While the Assembly does not suggest any sweeping changes to the D-Plan, it does recommend small changes it thinks will create more continuity within Dartmouth's existing system.
"The College has a responsibility to address some of the weaknesses of the D-Plan" without getting rid of it, Chair of Student Life Committee Molly Stutzman '02 said at Tuesday's meeting.
In addition to issuing recommendations, the report also includes data from a campus-wide BlitzMail survey sent to students last spring.
About a fourth of the student body responded, indicating that students are split roughly evenly between those who favor the continuation of the D-Plan and those who would like to see it significantly altered.
Of the respondents, 57.2 percent said the Summer term residency should be required. While 65.8 percent of students hold a favorable view toward the more than two-decade old calendar system, 30.5 view the D-Plan unfavorably.
The survey also found that there is no difference by major or foreign study experience between those who prefer the D-Plan and those who don't. The main factors affecting students' opinions toward the D-Plan, according to the survey, are social and extra-curricular. Those who rate the D-Plan negatively are more likely to say that it aversely affects their social and, to a lesser extent, extra-curricular life.
"The results of this survey didn't mandate any major changes," Stutzman said. "A lot of what we find was kind of common sense, but it's good to have student opinion documented."
The Assembly endorsed the report on Tuesday in a nearly unanimous vote, which means that the report will be sent to Dean of the College James Larimore within the next week.
Members voiced some concern that the administration would not give the report due consideration, but Stutzman -- who helped coordinate the D-Plan study -- told the body otherwise.
" We met with President [of the College James] Wright this Friday and he was very receptive to the changes, especially improving the academic quality of Sophomore Summer," she said. "He said a lot of the recommendations are things he had already thought about."
Specifically, the report says the D-Plan creates a need for more advising, and recommends an improvement in the academic advising system.
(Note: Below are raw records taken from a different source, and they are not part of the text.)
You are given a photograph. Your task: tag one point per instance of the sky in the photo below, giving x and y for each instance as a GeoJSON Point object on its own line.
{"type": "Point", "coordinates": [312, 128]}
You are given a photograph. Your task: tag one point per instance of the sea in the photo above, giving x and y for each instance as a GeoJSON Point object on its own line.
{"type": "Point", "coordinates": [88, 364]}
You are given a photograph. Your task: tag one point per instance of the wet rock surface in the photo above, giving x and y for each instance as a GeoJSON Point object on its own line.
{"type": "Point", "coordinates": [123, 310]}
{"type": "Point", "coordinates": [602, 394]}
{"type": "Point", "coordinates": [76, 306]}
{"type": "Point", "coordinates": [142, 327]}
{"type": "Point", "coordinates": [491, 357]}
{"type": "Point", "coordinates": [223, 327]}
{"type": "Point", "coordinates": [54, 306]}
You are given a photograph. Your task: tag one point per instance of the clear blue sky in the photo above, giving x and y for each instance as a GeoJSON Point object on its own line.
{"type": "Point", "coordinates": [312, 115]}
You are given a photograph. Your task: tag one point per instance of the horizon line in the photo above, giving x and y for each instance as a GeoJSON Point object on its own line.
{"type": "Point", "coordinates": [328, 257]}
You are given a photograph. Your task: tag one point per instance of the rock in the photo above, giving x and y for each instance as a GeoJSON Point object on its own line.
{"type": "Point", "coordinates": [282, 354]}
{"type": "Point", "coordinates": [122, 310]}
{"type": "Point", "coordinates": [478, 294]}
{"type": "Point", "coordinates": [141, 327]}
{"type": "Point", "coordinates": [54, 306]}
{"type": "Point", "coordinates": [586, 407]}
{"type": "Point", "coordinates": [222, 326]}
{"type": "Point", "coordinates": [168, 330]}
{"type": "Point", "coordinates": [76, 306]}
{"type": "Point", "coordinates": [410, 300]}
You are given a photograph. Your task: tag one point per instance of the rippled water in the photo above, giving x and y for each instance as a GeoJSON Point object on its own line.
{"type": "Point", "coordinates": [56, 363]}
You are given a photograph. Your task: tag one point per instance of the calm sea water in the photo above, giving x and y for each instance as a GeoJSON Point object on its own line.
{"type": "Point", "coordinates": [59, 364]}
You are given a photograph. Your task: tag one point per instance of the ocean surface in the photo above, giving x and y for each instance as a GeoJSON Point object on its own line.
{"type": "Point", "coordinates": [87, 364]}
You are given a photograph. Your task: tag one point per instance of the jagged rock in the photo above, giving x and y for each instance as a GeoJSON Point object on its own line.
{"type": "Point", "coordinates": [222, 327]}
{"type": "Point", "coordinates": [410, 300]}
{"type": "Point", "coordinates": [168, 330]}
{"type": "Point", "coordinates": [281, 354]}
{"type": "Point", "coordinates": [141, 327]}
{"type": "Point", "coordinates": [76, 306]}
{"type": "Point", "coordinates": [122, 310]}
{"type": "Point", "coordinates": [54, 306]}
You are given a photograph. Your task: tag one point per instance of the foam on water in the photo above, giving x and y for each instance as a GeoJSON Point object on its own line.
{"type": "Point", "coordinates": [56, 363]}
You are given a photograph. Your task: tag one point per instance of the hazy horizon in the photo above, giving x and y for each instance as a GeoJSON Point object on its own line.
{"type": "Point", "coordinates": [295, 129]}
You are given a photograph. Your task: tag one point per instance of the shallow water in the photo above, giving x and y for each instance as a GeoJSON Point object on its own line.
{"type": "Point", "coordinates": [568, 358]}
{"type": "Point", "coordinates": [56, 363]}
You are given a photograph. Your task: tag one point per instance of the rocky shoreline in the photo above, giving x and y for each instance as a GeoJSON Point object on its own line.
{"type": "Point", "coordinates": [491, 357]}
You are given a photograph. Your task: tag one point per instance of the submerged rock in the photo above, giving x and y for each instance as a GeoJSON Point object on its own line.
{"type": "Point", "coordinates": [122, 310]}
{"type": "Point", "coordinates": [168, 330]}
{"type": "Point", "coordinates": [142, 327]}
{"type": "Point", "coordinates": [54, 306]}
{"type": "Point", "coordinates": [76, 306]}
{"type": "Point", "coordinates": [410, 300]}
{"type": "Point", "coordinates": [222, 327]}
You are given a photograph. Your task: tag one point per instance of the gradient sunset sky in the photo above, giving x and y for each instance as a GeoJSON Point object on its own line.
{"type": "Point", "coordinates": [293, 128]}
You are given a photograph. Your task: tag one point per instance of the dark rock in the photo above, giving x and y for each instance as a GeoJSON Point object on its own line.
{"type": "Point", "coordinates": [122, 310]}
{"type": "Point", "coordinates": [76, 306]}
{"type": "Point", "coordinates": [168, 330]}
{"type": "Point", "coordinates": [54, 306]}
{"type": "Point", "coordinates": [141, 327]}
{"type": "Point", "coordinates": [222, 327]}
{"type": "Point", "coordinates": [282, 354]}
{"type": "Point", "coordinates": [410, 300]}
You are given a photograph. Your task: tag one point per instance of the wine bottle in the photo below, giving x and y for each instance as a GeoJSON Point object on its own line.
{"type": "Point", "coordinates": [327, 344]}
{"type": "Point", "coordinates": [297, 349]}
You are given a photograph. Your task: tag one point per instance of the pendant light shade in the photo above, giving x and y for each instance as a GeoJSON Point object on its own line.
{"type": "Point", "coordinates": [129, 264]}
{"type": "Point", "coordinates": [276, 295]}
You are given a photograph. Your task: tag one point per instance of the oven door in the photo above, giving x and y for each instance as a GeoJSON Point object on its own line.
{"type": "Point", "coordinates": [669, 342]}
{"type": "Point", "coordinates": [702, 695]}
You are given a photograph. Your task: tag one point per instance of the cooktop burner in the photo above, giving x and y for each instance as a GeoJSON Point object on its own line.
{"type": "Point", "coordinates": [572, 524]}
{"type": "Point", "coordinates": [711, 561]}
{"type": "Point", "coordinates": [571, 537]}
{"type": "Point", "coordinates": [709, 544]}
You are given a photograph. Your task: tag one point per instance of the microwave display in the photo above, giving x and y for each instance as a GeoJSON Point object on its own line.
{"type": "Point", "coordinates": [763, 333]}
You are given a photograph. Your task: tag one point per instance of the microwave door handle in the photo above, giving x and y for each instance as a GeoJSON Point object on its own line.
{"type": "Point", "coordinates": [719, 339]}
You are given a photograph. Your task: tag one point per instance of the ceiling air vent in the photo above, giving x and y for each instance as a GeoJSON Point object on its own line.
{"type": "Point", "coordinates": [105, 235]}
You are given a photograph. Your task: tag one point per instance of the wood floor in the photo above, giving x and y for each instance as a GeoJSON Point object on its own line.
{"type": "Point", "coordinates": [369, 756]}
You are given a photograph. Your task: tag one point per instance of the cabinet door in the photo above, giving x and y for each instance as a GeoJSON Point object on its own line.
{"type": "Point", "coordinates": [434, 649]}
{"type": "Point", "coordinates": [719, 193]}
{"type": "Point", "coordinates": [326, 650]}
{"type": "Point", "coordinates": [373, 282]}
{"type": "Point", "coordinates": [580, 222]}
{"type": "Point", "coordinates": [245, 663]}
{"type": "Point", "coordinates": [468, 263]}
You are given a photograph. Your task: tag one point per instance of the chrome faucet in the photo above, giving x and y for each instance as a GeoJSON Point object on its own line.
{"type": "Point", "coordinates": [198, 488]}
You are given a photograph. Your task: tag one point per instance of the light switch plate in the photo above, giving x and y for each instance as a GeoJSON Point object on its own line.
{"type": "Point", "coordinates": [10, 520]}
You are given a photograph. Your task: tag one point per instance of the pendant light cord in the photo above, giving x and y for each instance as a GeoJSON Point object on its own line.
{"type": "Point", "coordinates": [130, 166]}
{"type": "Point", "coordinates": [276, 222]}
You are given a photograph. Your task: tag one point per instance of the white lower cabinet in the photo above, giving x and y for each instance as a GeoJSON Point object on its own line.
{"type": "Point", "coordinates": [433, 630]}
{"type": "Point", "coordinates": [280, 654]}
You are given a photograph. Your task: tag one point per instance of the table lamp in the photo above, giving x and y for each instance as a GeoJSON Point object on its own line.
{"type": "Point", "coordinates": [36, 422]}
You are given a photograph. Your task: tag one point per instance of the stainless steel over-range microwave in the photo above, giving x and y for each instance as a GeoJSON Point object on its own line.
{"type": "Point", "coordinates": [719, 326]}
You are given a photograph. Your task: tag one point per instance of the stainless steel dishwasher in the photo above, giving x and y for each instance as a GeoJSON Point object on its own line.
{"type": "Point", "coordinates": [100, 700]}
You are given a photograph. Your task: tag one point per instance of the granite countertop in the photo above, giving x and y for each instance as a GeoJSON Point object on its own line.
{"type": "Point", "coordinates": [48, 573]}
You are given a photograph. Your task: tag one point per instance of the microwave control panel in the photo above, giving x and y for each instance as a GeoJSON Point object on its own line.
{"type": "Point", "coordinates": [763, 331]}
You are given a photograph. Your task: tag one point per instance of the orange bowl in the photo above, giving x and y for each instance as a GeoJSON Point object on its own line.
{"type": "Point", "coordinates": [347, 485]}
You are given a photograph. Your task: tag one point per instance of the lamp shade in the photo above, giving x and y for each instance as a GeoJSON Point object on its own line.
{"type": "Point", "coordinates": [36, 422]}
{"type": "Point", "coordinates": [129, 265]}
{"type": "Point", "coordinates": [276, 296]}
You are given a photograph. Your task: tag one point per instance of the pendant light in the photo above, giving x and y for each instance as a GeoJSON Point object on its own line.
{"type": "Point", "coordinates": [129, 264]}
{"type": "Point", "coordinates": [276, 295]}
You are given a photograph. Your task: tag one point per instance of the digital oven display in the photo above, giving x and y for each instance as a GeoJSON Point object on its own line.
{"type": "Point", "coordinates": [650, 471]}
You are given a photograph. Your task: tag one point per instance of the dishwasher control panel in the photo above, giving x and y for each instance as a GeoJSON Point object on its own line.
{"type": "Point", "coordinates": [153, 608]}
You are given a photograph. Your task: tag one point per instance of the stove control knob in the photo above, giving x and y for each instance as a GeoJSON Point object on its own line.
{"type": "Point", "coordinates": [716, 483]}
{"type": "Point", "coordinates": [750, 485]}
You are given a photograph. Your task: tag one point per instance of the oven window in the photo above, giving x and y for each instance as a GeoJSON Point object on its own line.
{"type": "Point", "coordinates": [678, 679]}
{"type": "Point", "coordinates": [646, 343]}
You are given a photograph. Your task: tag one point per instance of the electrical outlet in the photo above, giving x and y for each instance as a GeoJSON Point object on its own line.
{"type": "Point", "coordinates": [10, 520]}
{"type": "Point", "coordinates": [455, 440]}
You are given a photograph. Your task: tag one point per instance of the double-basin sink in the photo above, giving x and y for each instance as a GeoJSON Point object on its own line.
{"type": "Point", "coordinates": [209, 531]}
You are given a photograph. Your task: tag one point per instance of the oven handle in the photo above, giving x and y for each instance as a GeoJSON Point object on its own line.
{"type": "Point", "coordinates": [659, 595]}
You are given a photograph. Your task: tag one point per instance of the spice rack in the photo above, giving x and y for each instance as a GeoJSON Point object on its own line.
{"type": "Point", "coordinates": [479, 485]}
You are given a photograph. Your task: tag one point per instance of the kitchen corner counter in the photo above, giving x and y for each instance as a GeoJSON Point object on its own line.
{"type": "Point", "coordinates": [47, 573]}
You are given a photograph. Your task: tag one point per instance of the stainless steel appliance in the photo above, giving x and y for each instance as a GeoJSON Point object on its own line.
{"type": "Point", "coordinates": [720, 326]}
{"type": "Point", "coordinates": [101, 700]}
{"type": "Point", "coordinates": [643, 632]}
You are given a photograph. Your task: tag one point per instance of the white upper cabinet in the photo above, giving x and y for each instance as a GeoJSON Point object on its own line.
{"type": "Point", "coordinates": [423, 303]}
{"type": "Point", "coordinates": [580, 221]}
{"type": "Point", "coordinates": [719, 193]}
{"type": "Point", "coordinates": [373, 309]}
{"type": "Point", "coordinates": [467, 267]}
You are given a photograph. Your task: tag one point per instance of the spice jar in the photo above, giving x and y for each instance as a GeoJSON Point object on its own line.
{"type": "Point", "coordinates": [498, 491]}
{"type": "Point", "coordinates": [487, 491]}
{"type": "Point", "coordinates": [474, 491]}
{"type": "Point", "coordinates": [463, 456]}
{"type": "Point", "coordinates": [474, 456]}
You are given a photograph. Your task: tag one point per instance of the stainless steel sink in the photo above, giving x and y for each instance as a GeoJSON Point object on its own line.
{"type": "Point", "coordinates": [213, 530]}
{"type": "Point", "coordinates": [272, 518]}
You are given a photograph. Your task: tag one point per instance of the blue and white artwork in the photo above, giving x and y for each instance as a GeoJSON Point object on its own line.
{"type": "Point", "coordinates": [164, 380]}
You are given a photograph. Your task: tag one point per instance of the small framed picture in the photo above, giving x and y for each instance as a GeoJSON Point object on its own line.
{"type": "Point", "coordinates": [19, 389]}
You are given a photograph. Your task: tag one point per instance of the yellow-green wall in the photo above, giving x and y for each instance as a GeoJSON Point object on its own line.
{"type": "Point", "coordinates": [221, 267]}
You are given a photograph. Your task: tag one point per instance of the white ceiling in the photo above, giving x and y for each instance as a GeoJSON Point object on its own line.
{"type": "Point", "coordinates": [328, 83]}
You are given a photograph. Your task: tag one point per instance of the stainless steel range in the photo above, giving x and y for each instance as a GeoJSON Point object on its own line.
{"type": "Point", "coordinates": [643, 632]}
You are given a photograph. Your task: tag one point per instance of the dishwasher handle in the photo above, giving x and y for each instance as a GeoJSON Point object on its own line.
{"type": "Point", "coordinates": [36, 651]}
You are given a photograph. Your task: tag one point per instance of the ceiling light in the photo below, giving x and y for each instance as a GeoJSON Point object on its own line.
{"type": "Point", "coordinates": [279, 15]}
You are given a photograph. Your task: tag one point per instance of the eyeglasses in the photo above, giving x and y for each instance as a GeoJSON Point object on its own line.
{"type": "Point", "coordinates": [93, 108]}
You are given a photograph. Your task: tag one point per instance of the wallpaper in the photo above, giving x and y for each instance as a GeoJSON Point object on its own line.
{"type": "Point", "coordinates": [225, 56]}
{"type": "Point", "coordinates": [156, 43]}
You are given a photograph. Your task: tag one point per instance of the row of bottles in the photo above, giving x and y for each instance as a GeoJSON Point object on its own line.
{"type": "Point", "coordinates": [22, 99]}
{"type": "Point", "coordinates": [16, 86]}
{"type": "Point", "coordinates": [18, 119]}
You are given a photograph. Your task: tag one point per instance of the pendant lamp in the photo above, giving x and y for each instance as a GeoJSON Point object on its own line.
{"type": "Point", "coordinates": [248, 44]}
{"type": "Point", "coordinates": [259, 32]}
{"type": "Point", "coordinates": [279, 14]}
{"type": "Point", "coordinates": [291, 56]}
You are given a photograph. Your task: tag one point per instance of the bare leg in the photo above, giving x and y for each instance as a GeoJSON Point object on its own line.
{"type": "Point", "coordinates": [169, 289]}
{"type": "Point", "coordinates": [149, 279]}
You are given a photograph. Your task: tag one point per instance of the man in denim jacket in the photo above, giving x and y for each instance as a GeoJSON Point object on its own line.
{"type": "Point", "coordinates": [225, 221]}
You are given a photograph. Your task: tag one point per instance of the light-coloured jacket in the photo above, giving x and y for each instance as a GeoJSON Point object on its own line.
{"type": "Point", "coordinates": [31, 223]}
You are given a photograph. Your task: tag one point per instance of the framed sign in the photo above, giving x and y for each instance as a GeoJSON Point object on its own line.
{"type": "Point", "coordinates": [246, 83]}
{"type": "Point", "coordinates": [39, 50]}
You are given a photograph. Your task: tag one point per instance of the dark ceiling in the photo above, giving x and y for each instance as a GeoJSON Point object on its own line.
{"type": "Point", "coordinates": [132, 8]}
The report also says the College should enhance communication with students who are not on campus by giving advance notice of deadlines, letting students know the locations of their peers and helping students search for leave-term housing.
Perhaps the boldest suggestion in the report is that the College make Sophomore Summer a full academic term. To do this, the Assembly suggests that more courses be offered in the summer and that offices and departments stay open for regular business hours.
In addition, the report requests that the College aid students in moving in and out of dorms, arguing that the D-Plan requires students to change residencies with unusual frequency. To do this, the reports suggests that more dollies be added to dorms and that College vehicles be used to assist students.